Мы называем это болезнью, признался мне как-то шепотом один здешний врач, которого я встретила в Вене, но куда легче возложить вину на болезнь, чем обвинить во всем самого человека.
Коммунизм пал, но идеи так просто не исчезают. И я прекрасно знала это, когда несколько лет назад, очистив счета и лишив семьи Хорста Гюблера, привела его тело к дверям приюта и сказала: «Помогите мне, мне кажется, что в меня вселился дьявол».
Дежурная попросила меня представиться.
– Натан Койл, – назвалась я, имитируя канадский акцент. Он мало чем отличался от моего американского выговора, если исключить произношение звука «зэ», но словацкая матрона за стойкой не разбиралась в подобных тонкостях. – Я племянник мистера Гюблера. И приехал навестить дядюшку.

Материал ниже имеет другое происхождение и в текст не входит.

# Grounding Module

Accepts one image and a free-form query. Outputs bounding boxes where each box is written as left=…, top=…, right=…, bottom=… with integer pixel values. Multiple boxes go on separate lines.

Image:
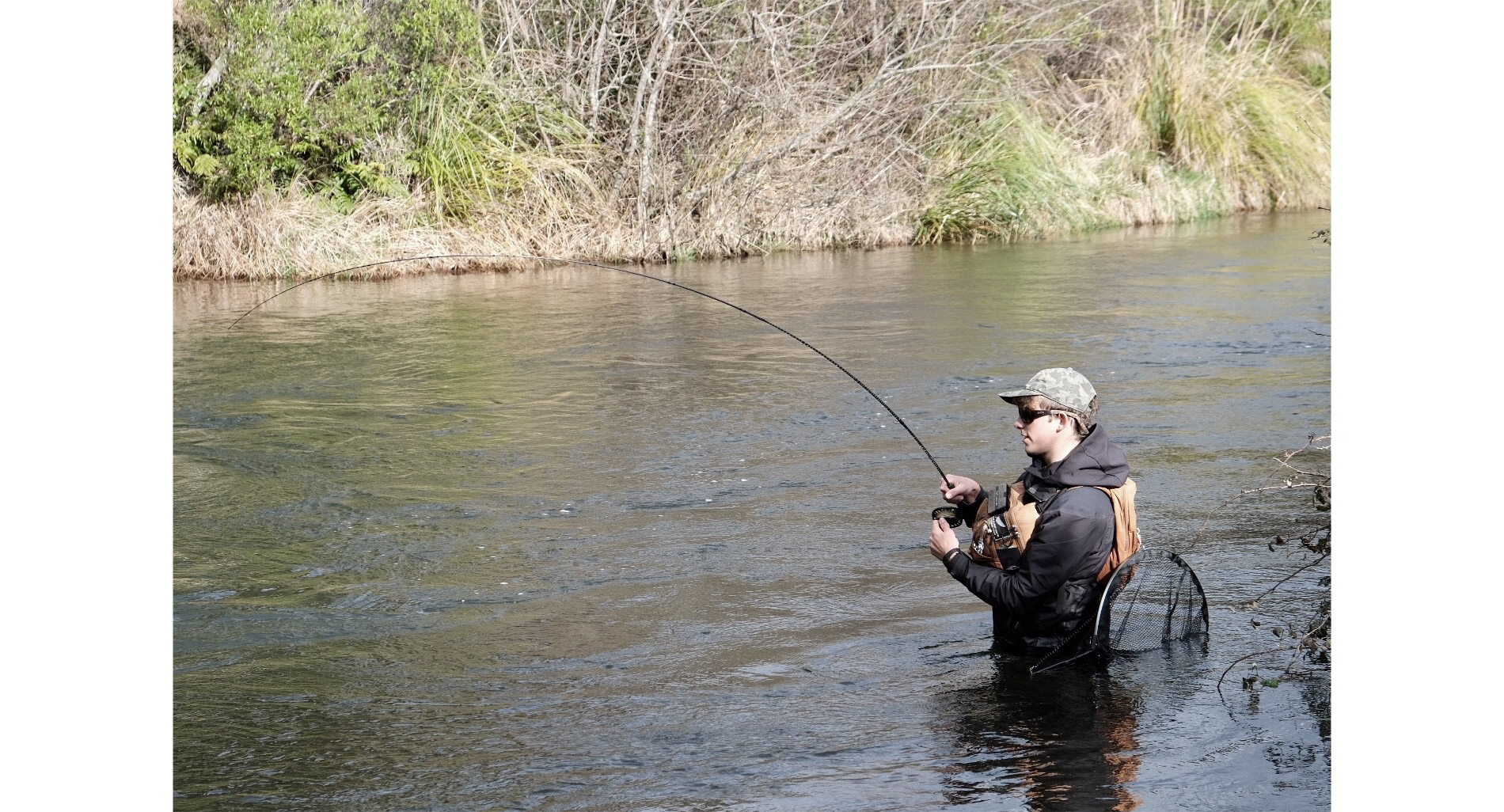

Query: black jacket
left=946, top=426, right=1128, bottom=647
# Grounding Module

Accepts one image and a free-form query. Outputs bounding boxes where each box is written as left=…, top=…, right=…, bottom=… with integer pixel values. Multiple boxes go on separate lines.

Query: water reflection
left=936, top=655, right=1140, bottom=812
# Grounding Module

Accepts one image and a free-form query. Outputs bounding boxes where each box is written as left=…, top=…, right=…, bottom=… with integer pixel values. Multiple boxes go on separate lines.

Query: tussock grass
left=173, top=0, right=1330, bottom=279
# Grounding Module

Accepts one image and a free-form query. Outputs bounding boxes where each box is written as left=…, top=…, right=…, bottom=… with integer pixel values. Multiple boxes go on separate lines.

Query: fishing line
left=226, top=254, right=955, bottom=488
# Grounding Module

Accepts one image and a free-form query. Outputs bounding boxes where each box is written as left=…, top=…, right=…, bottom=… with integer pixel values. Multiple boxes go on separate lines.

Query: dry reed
left=173, top=0, right=1330, bottom=279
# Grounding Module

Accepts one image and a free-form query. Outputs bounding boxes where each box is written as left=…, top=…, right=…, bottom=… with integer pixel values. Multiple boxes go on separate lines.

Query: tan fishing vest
left=967, top=476, right=1140, bottom=583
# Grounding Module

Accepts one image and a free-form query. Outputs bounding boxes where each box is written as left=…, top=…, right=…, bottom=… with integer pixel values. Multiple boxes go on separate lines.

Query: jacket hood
left=1024, top=426, right=1128, bottom=498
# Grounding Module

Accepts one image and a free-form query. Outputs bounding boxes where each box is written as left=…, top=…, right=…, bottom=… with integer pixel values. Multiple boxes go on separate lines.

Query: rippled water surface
left=173, top=212, right=1331, bottom=810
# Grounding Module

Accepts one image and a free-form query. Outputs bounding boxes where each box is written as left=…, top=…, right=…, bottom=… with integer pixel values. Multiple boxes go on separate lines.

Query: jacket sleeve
left=946, top=488, right=1115, bottom=612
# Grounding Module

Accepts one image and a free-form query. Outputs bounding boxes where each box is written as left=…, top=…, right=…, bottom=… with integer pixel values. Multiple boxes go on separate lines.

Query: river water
left=173, top=212, right=1331, bottom=810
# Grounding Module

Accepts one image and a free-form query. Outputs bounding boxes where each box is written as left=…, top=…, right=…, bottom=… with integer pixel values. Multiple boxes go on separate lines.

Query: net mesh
left=1029, top=548, right=1210, bottom=674
left=1092, top=549, right=1208, bottom=651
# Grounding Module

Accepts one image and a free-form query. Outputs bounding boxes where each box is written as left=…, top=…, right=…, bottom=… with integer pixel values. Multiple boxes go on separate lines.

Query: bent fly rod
left=237, top=254, right=955, bottom=488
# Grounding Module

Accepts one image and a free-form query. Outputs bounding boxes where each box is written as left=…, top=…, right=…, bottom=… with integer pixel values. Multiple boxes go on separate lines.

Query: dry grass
left=173, top=0, right=1330, bottom=279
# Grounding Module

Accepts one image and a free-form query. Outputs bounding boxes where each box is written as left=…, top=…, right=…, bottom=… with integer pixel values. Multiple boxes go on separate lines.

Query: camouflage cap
left=997, top=367, right=1096, bottom=415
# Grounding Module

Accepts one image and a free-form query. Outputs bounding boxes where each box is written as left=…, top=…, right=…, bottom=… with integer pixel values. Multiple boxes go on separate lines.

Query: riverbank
left=173, top=0, right=1331, bottom=279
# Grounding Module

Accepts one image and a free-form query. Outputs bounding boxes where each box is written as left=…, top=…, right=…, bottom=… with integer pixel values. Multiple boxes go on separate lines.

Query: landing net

Казалось, это до глубины души потрясло ее.
– Как же так? – спросила она. – Вы почему-то не сказали нам, что вы его племянник, когда в прошлый раз приезжали к нему, мистер Койл!
– Разве я об этом не упомянул? Вот странно! Возможно, мои мысли были слишком заняты другими заботами. Был немного сам не свой. Не напомните, когда я был у вас прежде?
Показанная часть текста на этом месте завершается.